AMBON, HARIANMALUKU.com - Perusahaan Umum Daerah (Perumda) Panca Karya kembali menjadi sorotan publik. Kali ini, perhatian tertuju pada dugaan pelanggaran etika yang dilakukan oleh oknum Dewan Pengawas (Dewas) perusahaan daerah tersebut.

Dua oknum Dewas yang disebut berinisial J dan O diduga kerap mengonsumsi minuman keras tradisional jenis sopi di ruang kerja mereka pada jam kerja. Informasi ini mencuat dari kalangan internal pegawai dan dinilai mencederai etika serta profesionalisme di lingkungan perusahaan milik Pemerintah Provinsi Maluku.

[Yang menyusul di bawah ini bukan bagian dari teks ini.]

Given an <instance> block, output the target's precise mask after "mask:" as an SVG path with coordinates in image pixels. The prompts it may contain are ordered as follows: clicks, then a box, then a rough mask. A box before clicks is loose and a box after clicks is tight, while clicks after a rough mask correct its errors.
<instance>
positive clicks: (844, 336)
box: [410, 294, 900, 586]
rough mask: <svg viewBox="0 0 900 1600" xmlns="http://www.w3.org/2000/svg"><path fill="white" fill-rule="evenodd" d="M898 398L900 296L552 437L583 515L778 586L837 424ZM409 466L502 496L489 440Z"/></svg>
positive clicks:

Menurut informasi yang dihimpun, peristiwa terbaru terjadi pada Selasa (13/1/2026). Seorang sumber internal menyebutkan bahwa perilaku tersebut bukan kejadian pertama, melainkan telah berulang kali dilakukan.

“Ini sudah sering terjadi dan tentu menjadi contoh yang tidak baik bagi pegawai,” ujar sumber yang enggan disebutkan namanya.

Dugaan pelanggaran etika ini memicu desakan agar Gubernur Maluku Hendrik Lewerissa mengambil langkah tegas. Sejumlah pihak menilai, perilaku tersebut berpotensi mencoreng nama baik Perumda Panca Karya sekaligus kredibilitas pemerintah daerah.

Ketua Gerakan Pemantau Kebijakan Publik, Ares Tasikdjawa, mengatakan bahwa dugaan konsumsi minuman keras di lingkungan kantor tidak dapat ditoleransi, terlepas dari ada atau tidaknya dampak kerugian secara langsung.

“Ini bukan semata soal minuman keras, tetapi menyangkut etika dan tanggung jawab jabatan. Dewan Pengawas seharusnya menjadi teladan dalam menjaga profesionalisme,” kata Tasikdjawa saat dihubungi, Rabu (14/1/2026).

Ia juga mengingatkan bahwa Dewan Pengawas memiliki peran strategis dalam mengawasi kinerja direksi, terlebih di tengah upaya pembenahan yang sedang dilakukan PD Panca Karya.

Menurut Tasikdjawa, jika informasi tersebut benar dan dibiarkan tanpa penanganan, maka kepercayaan publik terhadap tata kelola perusahaan daerah dapat semakin menurun.

“Ketika pegawai justru mengawasi perilaku Dewan Pengawas, ini menjadi sinyal bahwa fungsi pengawasan tidak berjalan sebagaimana mestinya,” ujarnya.

Hingga berita ini diturunkan, pihak Dewan Pengawas maupun manajemen PD Panca Karya belum memberikan klarifikasi resmi terkait dugaan tersebut. Redaksi masih berupaya menghubungi pihak terkait untuk mendapatkan penjelasan guna melengkapi pemberitaan sesuai prinsip keberimbangan.